Jones knew he was outgrowing his one-or-two-application-per-server environment, where each new server meant one more box to maintain, patch, back up, network and pay maintenance on. So even though the cost of a 32-processor ES7000 server from Unisys was not exactly inexpensive, Jones knew it would consume fewer internal resources and also provide flexibility he couldn't get on his stand-alone Windows systems.
"Supporting a two-processor box is just as hard as supporting a four- or eight- or 32-processor box, so it frees up time, plus availability is higher on the [ES7000]," he says. Jones also wanted the ability to rearrange the server's RAM, hard drives and network segments, and reallocate processors according to his application needs.
Jones achieved those goals by implementing the Unisys box running Windows Server 2003 DataCenter Edition. The first application to move onto a partition on the Unisys box was Exchange 2003, which knocked out five Windows servers. Next to move was a cluster of nine file-sharing servers containing personal directories. Jones also centralized storage on an EMC SAN connected to a StorageTek automated library, which got rid of nine direct-attached storage servers.
The next step, Jones says, is to move Truman's custom version of SQL Server and the Microsoft Sharepoint document library.
Jones says he is very happy with the ES7000's ability to dedicate processors to applications, and he likes doing this at the machine level rather than setting up virtual machines. He can set up one hardware partition on the entire machine or break it down into several. Right now, there are two eight-way and two four-way partitions. "They all share one set of RAM, and I can move processors from one partition to another for flexibility," he says.
Working with virtual servers, he says, would have been too complex. "I have people trained on Windows, and if I had said, 'You have to learn VMWare,' that's one more layer they would have had to learn," he says.

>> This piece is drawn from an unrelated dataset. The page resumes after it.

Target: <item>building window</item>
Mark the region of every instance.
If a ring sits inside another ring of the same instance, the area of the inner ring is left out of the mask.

Things will get a little more complicated when Jones begins porting Truman's multiple flavors of SQL Server to the ES7000. "You have to be really careful about which applications you can consolidate," he says. "SQL is the toughest one because you have to look at which databases can really be together in one particular box." Already, Jones knows he'll need to maintain several separate servers for particular instances of SQL Server that need to be stand-alone.